I think that personal responsibility and accountability is more important than opinions about definitions. It seems to me that our actions should be compatible with our convictions and opinions. If 'being a virgin' has personal value, then our choices and behavior should reflect the value that we place on being a virgin. We can of course split hairs over definitions, but at the end of the day if the word doesn't mean anything to us then it seems to follow that our opinion doesn't mean anything to us either. It seems that we would be better off spending our time focusing on issues that we consider to be important.

So, in a sense I think that as long as we're willing to accept the consequences of our choices then it doesn't matter what words and definitions we use.
 
So there is Psychological - what the girl thinks
There is physiological - what has happened to the girl
There is a Sociological aspect in what society deems has happene to the girl
There is an Emotional response - from the girl and others
And there is Epistemological definition - the distinction between justified belief and opinion.

So really no one has a clue - there isn't a clear definition its only what anyone thinks and then its only what someone else thinks.

I think the girls opinion matters most - do you???

Thank you for the answers I've enjoyed reading them
You are pretty much correct. But the same can be said about almost every aspect of society or human culture.

For example, when do you become an adult? At 18? How come you are considered a child one moment, but an hour later when midnight passes you are an adult? I know that I personally wasn't adult enough at 18.

Virgin is a label that essentially changes nothing, as people had said, and it is as important as it is important to YOU. You may glorify it or you may think it's totally ridiculous.

Personally, the only reason I would want to know if someone's a virgin is to be extra careful with penetration because hymen. Wouldn't want to hurt a girl more than necessary. It's not like it changes anything else about sex - it's not like you try extra hard to make it good for her, because frankly I think that as a man you should try extra hard every time.
I'm actually quite content that I didn't have a chance to take anyone's virginity. I don't have a fetish about that.
 
Attitude. You're a maiden if you think you are. You needn't visit a Japanese virginity restoration surgeon to make it so, but such can boost your attitude.

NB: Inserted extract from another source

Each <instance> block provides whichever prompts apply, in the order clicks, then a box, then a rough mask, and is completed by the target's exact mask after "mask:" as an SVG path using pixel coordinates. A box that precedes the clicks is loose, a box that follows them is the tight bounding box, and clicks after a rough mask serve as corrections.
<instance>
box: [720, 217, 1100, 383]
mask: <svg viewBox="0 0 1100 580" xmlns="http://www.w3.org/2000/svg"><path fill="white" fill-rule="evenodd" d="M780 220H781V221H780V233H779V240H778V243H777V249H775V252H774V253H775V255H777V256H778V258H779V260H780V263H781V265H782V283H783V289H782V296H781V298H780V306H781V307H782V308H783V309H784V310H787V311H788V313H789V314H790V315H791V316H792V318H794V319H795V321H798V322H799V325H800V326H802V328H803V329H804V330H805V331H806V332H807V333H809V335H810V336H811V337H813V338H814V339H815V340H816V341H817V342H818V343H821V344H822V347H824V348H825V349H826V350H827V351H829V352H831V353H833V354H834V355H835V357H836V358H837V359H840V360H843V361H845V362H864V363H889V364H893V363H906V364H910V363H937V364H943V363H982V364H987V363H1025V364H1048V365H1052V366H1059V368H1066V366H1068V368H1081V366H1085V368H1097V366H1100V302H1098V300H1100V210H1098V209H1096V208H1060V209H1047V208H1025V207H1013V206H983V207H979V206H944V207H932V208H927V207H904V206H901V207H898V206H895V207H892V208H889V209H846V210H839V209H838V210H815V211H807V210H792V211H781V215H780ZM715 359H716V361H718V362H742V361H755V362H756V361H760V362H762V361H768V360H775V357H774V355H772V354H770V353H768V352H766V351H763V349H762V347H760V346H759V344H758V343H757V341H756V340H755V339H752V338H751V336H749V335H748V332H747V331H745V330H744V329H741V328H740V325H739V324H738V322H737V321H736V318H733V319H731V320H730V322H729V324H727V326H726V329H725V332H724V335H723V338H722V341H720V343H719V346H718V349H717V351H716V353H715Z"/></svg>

Be what you want to be. You already are almost what you are going to be.
 
So - maybe the anarchists view ??? Everyone does their own thing - wonder if that would work in Iran??
 
So - maybe the anarchists view ??? Everyone does their own thing - wonder if that would work in Iran??
COntrary to how it may seem, not all muslim are backwards and tribal. Some are very civilized, especially those living in big cities.

Also there is SO MANY cultures and subcultures that you'll grow old before wondering about them all. Not all of the most radical of them are in poor countries. Take for example US Amish society, as well as many other cults and secluded communities who sometimes have very unliberal views on things.:cattail:
 
So - maybe the anarchists view ??? Everyone does their own thing - wonder if that would work in Iran??

I agree with Louiselittle. In the view of our peers, we are what society judges us to be. We only delude ourselves into believing we can choose our own title.